According to GT calculator, I currently have 11.5% FOC with 100 grain tips and I would have 13.37% if I switched to 125 grain tips. I have always wanted to try some 125 grain points so I just might.


----------



## deadquiet (Jan 25, 2005)

Dodgedude said:


> I tried to switch from 125 to 100 last year, without changing the rest of my arrow. No amount of tweaking would give me as consistent arrow flight.
> 
> The one gain usually seen going from 100 to 125 is an increased size of cut.

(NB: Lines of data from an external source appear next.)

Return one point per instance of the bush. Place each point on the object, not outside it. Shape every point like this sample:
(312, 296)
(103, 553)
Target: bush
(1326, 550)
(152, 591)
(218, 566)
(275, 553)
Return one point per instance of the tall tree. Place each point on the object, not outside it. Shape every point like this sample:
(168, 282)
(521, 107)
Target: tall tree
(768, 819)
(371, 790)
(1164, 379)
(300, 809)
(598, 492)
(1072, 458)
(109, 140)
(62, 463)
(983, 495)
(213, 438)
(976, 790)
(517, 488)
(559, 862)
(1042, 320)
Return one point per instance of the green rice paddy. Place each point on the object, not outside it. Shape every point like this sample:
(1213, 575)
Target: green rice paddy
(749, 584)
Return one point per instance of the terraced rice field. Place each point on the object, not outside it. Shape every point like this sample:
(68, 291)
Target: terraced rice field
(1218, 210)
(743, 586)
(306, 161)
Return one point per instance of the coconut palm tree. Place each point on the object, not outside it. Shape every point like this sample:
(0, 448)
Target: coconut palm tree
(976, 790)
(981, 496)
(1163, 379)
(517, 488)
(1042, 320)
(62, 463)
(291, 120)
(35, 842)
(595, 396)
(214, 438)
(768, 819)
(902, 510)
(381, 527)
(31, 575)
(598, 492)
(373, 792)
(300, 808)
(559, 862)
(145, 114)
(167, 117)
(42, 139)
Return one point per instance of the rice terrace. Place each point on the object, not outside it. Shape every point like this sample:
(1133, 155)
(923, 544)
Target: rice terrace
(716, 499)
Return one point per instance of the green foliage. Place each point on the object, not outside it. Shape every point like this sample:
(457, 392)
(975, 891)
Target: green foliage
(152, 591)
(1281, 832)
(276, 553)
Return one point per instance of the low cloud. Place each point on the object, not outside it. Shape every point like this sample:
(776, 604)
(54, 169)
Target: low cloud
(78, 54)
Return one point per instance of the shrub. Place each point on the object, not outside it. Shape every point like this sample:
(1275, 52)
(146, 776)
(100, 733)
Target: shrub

What did you tweak? Unless you are on the hairy edge of being under spined it shouldn't make a big difference. With most carbon arrows these day the spine range is HUGE.


----------



## wdtorque (May 5, 2011)

I shoot 125s.
Quieter bow, more FOC, more momentum, arrow flight very close to 100s inside 30 yards, I like 125s.. 
Very similar to 100s, but better in my rig.
Shoot some of both and see what your bow likes? Have fun.


----------



## Ryangreen93 (Feb 23, 2015)

I use 125g. I also built a high FOC arrow (20%). My arrows seem to group pretty well. Basically like everybody is saying, it depends on your goals, spine, ect.


----------



## adamsa1 (Oct 13, 2015)

I am going to try and shoot with 125 grain field tip and see how it does against 100 as in flight and accuracy. I'll keep you all updated.


----------



## Cj0n3s12 (Aug 28, 2012)

I shoot 100s but have 100gr inserts in the front.. 473grs with 17.75% FOC. Using .300 spine with about a 62ish pound draw. Just about perfect spine


----------